Comment l’Union européen réagit-elle ?
À l’échelle de l’organisation, la situation est vue comme “un défi qui a besoin d’une réponse européenne”, selon Ursula von der Leyen, présidente de la Commission européenne. Cette dernière a ainsi mis en place un plan d’urgence qui comporte plusieurs directives, telles que le renforcement de l’Agence pour l’asile (AUEA, chargée de l’enregistrement des demandeurs d’asile) et de Frontex (l’organisation européenne chargée du contrôle des frontières de l’Union), la mise en place d’un mécanisme de solidarité des États membres pour l’accueil des migrants, une coopération accrue avec la Tunisie (aide de 105 millions d’euros pour contenir les flux) ou encore un rapprochement avec le Haut-Commissariat des Nations unies pour les réfugiés (HCR) et l’Organisation internationale pour les migrations (OIM) pour faire face à la crise rapidement. Il semble donc que le problème soit considéré comme une crise majeure pour l’UE qui souhaite ne pas répéter les mêmes erreurs que lors de la crise de 2015.

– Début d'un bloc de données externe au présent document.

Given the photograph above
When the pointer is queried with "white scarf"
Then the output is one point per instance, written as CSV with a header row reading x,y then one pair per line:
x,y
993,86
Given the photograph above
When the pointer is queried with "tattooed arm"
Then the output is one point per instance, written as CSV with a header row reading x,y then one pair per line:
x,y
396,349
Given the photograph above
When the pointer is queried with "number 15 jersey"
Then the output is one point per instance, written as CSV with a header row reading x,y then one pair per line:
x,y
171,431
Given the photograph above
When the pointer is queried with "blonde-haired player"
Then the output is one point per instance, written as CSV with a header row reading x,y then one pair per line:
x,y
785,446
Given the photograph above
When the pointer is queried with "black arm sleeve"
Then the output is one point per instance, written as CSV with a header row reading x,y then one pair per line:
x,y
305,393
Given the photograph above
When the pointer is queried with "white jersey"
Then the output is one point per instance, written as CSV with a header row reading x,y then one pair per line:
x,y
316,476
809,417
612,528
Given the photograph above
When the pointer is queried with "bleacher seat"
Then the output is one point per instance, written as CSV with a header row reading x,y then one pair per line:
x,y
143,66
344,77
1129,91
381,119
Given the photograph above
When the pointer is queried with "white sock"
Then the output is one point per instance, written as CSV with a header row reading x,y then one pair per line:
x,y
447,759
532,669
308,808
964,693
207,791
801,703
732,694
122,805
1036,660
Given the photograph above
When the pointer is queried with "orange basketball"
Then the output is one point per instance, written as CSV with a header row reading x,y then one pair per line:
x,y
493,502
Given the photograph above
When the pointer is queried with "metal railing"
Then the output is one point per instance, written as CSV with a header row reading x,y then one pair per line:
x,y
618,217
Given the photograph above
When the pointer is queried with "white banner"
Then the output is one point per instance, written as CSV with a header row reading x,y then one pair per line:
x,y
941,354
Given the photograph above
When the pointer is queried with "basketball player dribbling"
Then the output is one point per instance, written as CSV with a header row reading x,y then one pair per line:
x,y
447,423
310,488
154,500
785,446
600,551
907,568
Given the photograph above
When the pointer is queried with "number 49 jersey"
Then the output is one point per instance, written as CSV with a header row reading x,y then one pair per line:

Pour autant, il est nécessaire de constater que ces décisions ne sont pas suffisantes pour certains États membres. Les discordances internes apparaissent déjà, comme en témoigne le cas de l’Italie qui accuse l’Allemagne de financer des organisations favorisant le voyage des réfugiés vers l’Europe. Dès lors, il semble que les chances d’une “solidarité européenne” (Emmanuel Macron) demeurent fragiles.
Quelle est la situation actuelle à Lampedusa ?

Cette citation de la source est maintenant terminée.